The benefits of treating regulations as data are enormous - not only do you have a standard way of consuming and linking regulatory requirements like in an API, you also get discoverability, the ability to make tools (syntax highlighting in legalese!), compile requirements over multiple jurisdictions, and more!

I had difficulty selling the idea among the non-computer-savvy (but technical) regulatory professionals, but I'm sure a few of you on HN can imagine the benefits of having a tree-sitter for legal code...

I could have pushed it further, taking the lead to pitch to the various regulators I work with in my consulting business, but in the end it was just too much work for a side project without interest from my peers.


> having a tree-sitter for legal code

This! I think this would enable so many services that make the legal system more approachable for many people.

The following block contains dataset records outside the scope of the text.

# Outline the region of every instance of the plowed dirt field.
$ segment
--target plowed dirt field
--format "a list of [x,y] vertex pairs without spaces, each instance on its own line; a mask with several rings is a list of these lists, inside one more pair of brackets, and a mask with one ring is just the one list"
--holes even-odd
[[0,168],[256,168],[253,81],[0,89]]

I completely agree: in a lot of domains, freeform human language provides far more expressive power than you actually need, or want, for communicating ideas. My IANAL understanding of legalese is that it's an attempt to constrain the use of language to be more precise, but from an outsider's point of view it looks needlessly complicated.

Could be a https://xkcd.com/793/ situation though.


In this case I wasn't attempting to constrain the language rather than to capture the structure already implicit in the system - hierarchy of chapters, sections, clauses and sub-clauses, attributes such as definitions and exceptions, cross references, repeals and previous versions, interpretation notes, etc.

While the programmer/engineer in me likes the idea of trying to codify and constrain standard legal terms and grammar to some consistent interpretation, I do think this is an XKCD style oversimplification of a very complex system.

Though IANAL I am a "regulatory QA professional" who has to interpret intent, wording and current enforcement of various food, drug and cannabis regulations every day. It's a complete mess of spaghetti code and undefined behaviour, and worse it's the implied, imprecise and badly worded parts that turn out to be the most important.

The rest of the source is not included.